I went there in 1971 to work in news. The entire plant had recently been changed and everything moved into a new building, with a new press and printing process called off-set. Everybody was getting used to all the new processes.
I knew how most things worked to explain to the students, except I wasn’t too awfully sure about the exact off-set printing process on the press. I thought I did, but what if I was wrong? I decided when I got to the pressroom, I would let Head Pressman Herb Travis or one of the other pressmen explain to the visitors.
It was right after lunch and not one pressman was available! So I plunged in, explaining the process. My terms were plain, as I told them how the inked image is transferred from a metal plate to a blanket and then to the paper roll on the press, using oil, water and ink. I pointed to the stages on the press and showed them metal plates.
They could see some copies of the papers on the press after printing. I was hoping what I said made some sense to these bright youngsters, who were really interested. They asked questions! Then I looked up and saw Herb Travis standing at the end of the pressroom, with a slight grin on his face. “Uh-oh” I thought.
I carried on and finished the tour, then I went back to the pressroom.
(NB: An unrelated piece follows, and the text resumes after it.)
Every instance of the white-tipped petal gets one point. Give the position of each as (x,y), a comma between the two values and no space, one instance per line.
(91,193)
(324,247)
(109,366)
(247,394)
I knew Herb was going to tell me what was wrong with what I said, and maybe poke a little fun at me. I am not mechanical at all!
“Herb, I may have not been exactly right, but it was the best I knew,” I said.
He smiled big and said, “That was the best explanation of the off-set printing press I have heard given in this pressroom.”
That made me feel very relieved. I was so glad I had given these students the right information, and a compliment from Herb was great!
Things changed from those days. We were still using manual typewriters, but it wasn’t long before early computers came to our desks. We had typesetters who set all the copy and those who manually put together newspaper-sized pages.
News people went out and got stories, wrote them up and handed them to the editor. Editors made up small paper copies of the pages and people in the back shop put them together and took them to be photographed for the press plates.
Once we had two presses running in the pressroom and many pages of copy being printed for other newspapers. The noise in the building was astounding!
When I retired from the newspaper, news people were putting everything together in the newsroom. I assume they still do this.
Not only do they write stories, they edit them, make up pages on the computer and send them to the press. There is no back shop to handle all this anymore. The advertising work is done in their own department as well.
Unless you have worked there, it is hard to realize how much has changed. For many, many years, The Daily News put out six papers every week. The Sunday paper before Katrina came through on Monday was the last daily paper.
The press will be shutting down at The Daily News, but there will still be a newspaper! It will be printed somewhere else, but we will still get it. As we printed papers for other papers in the past, we will now have ours printed by others.
Change can be hard, but also good. So many of the people from the past are gone, with newer folks now doing things a different way.
I must say it was a grand time for us. People were together like family. I am thankful I can remember after so many years and am here to write about it.